III Edición

Curso 2006 - 2007

Alejandro Quintana

Último día

Irene Tor Carroggio, 15 años

                 Colegio Canigó (Barcelona)  

    Un día me desperté y me dijeron que iba a ser el último día de mi vida, que me despidiese, que llorase, que te diese besos y te abrazase, que mañana ya no podría hacerlo. Así que no lloré, ni te besé ni te abracé. Cogí la puerta, me fui y me dije: ¿Y hoy, qué hago? Y al no hallar respuesta, eché a andar por calles que conocía demasiado bien.

    Pasé por delante de mi antiguo colegio y recordé aquellos viernes en los que Rubén me esperaba montado en su moto y las miradas y susurros de mis envidiosas amigas. ¡Qué recuerdos! Llegué a la panadería de la esquina, aquella donde la abuela Carmen me compraba unos churros que ya no he vuelto a probar desde entonces, porque…, hay que vigilar la dieta. Pero, ¡qué digo!, si hoy es mi último día en la Tierra. ¿Y, por qué no? Entré y me compré una docena de churros a los que acompañé con una suculenta taza de chocolate caliente.

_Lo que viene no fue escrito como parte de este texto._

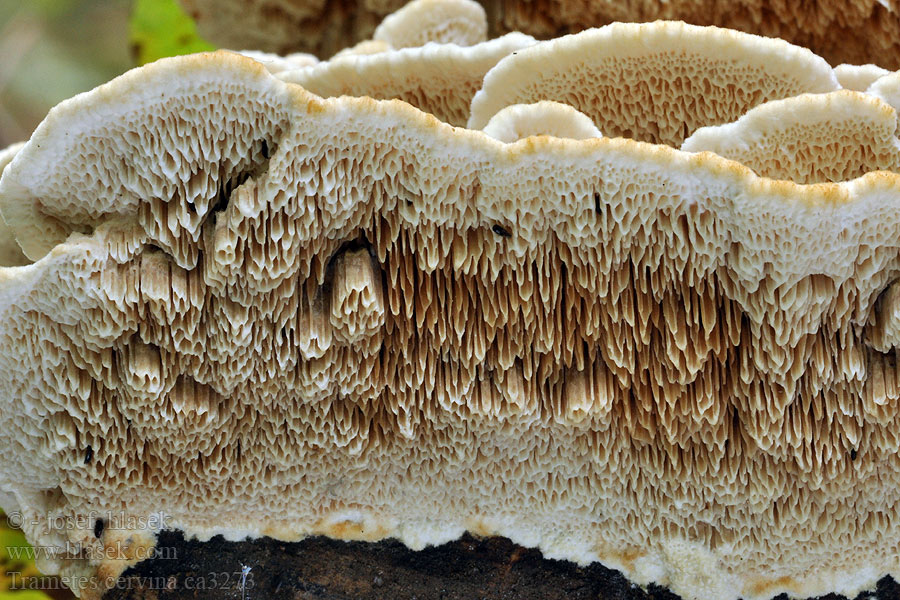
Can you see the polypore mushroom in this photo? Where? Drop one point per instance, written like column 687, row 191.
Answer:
column 440, row 79
column 460, row 22
column 261, row 312
column 655, row 82
column 809, row 138
column 858, row 77
column 276, row 64
column 10, row 253
column 887, row 87
column 541, row 118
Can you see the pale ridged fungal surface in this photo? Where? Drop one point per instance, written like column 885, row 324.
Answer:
column 440, row 79
column 811, row 138
column 262, row 312
column 654, row 82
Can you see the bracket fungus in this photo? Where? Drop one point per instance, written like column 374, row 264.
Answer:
column 440, row 79
column 653, row 82
column 460, row 22
column 261, row 312
column 541, row 118
column 810, row 138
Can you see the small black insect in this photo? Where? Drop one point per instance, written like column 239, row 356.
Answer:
column 500, row 231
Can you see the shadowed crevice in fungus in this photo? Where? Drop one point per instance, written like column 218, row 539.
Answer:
column 320, row 568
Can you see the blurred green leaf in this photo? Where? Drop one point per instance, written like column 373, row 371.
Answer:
column 159, row 28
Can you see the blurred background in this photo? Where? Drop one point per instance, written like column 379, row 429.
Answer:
column 51, row 50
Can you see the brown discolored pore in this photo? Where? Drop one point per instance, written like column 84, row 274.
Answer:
column 321, row 568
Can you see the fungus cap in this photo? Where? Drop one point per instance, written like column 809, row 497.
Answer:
column 440, row 79
column 348, row 318
column 276, row 64
column 858, row 77
column 460, row 22
column 810, row 138
column 10, row 253
column 541, row 118
column 654, row 82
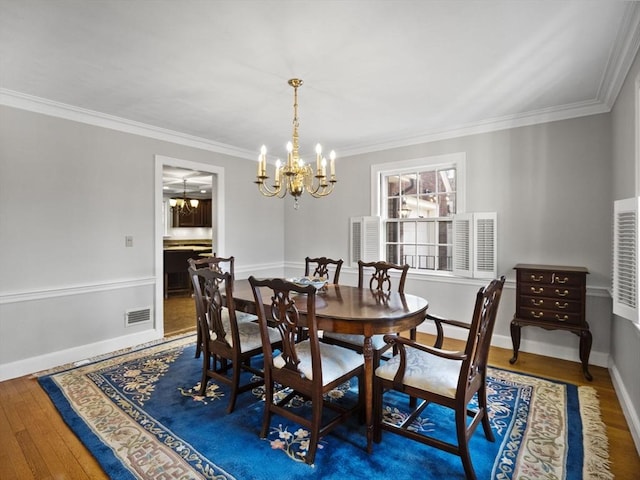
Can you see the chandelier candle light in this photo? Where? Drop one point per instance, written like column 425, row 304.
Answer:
column 295, row 176
column 185, row 206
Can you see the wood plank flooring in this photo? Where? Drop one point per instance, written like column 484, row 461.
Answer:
column 36, row 444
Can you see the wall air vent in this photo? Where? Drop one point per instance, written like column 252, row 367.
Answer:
column 138, row 316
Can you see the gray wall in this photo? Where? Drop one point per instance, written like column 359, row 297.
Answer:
column 625, row 337
column 69, row 193
column 550, row 185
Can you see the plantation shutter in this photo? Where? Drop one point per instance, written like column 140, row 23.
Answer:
column 625, row 258
column 462, row 252
column 485, row 251
column 475, row 246
column 365, row 239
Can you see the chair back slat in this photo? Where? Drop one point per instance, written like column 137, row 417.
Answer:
column 480, row 332
column 322, row 269
column 283, row 315
column 380, row 278
column 213, row 292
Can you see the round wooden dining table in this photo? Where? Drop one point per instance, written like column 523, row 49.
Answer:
column 361, row 311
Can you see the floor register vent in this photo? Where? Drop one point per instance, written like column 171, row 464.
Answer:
column 136, row 317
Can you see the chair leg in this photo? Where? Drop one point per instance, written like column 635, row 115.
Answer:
column 198, row 340
column 316, row 420
column 268, row 401
column 205, row 378
column 482, row 405
column 235, row 383
column 463, row 446
column 378, row 392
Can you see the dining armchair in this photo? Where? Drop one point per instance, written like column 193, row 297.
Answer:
column 448, row 378
column 227, row 345
column 217, row 264
column 377, row 277
column 308, row 367
column 322, row 267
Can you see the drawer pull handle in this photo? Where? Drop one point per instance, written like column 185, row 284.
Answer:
column 559, row 280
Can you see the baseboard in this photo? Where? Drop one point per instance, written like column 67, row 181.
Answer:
column 570, row 353
column 30, row 365
column 630, row 414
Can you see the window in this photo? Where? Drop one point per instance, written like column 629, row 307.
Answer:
column 419, row 209
column 417, row 204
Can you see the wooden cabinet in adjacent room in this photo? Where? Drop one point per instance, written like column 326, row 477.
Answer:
column 553, row 298
column 198, row 217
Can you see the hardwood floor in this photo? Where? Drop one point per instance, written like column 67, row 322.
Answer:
column 36, row 444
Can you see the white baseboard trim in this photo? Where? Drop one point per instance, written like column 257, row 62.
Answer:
column 556, row 351
column 30, row 365
column 630, row 414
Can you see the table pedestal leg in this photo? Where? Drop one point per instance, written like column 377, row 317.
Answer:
column 368, row 390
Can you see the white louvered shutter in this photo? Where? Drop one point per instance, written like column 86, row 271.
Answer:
column 462, row 251
column 474, row 245
column 485, row 248
column 625, row 258
column 365, row 239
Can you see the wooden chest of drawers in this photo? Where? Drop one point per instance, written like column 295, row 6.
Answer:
column 553, row 298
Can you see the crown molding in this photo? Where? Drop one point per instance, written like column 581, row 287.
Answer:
column 618, row 66
column 622, row 55
column 554, row 114
column 52, row 108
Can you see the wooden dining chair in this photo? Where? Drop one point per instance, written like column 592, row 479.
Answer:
column 309, row 367
column 377, row 277
column 227, row 345
column 443, row 377
column 217, row 264
column 322, row 267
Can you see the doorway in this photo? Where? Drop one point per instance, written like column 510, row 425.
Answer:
column 169, row 321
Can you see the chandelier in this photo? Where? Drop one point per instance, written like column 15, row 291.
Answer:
column 185, row 206
column 295, row 176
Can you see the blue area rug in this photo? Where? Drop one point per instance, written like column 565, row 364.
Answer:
column 140, row 416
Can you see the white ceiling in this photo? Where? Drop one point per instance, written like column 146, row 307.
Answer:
column 377, row 73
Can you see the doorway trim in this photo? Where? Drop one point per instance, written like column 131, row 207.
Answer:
column 217, row 197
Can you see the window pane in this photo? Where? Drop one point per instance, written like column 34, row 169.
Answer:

    Salí y me senté a la sombra del primer árbol que vi, mirando a los chiquillos jugar, correr, saltar... ¿Qué hora era? ¡Las seis! ¿Qué dirá el jefe? Supongo que Mario podrá sustituirme, aunque… ¡qué más da! Nunca más tendré que soportar sus chistes malos ni su mal humor. No tengo prisa, puedo quedarme aquí hasta que quiera.

    Eché a andar de nuevo y, mientras caminaba, me detuve dos veces, una para comprar pan y otra para echárselo a las palomas junto a unos jubilados, porque ya no me importaba lo que dijesen los demás. Aquel era mi día.

    Me apeteció tumbarme sobre la hierba de un parque y me quedé dormida, hasta que me despertó un caniche curioso. Me levanté y no me importó estar despeinada y con la parte trasera de los pantalones manchada de verdín. ¿Para qué molestarse?

    Cogí el metro y me bajé en la última estación. Al salir, me paré a escuchar a uno de esos músicos solitarios. Le acompañé durante una hora por calles poco transitadas. Cantamos, bailamos y nos miraron mal, como si estuviésemos ebrios o locos. Pero nosotros les devolvíamos las miradas y les decíamos: “Y vosotros, ¿Qué miráis?” y nos reíamos.

    Cuando sentí los pies cansados de tanto bailar, me despedí y le prometí una guitarra de plata y un concierto en el cielo.

    Me encontré a una amiga, pero no me apetecía saludarla y no la saludé. Guiñé el ojo a su hijo; no es mal chico…

    Sentí frío y me dirigí a una tienda de ropa, en donde me compré un abrigo, un pantalón, una falda y un bolso. El dependiente me recordó a un conocido presentador de televisión, aunque su nariz era un poco más afilada y se lo dije. Se rió, pagué y me fui.

    Entré en una perfumería y me eché los perfumes más caros. Me permití sentirme como una princesa. Cerré los ojos y salí a la calle de nuevo. Me crucé con un chico y me gustó su camisa. Le detuve y se lo dije. Me invitó a una copa y yo a él a dejarme en paz.

    Se hizo tarde. Tenía hambre, así que llamé a mi madre y nos fuimos a cenar una hamburguesa y un helado. Y después fuimos a casa. Me dormí abrazada a ella en el sofá, pero antes de cerrar los ojos me despedí de este mundo y di la bienvenida al nuevo. Para darle un toque más dramático pensé pronunciar esa famosa frase de “adiós, mundo cruel”. Pero no pude. Al fin y al cabo, lo que ahora me espera no debe de estar tan mal.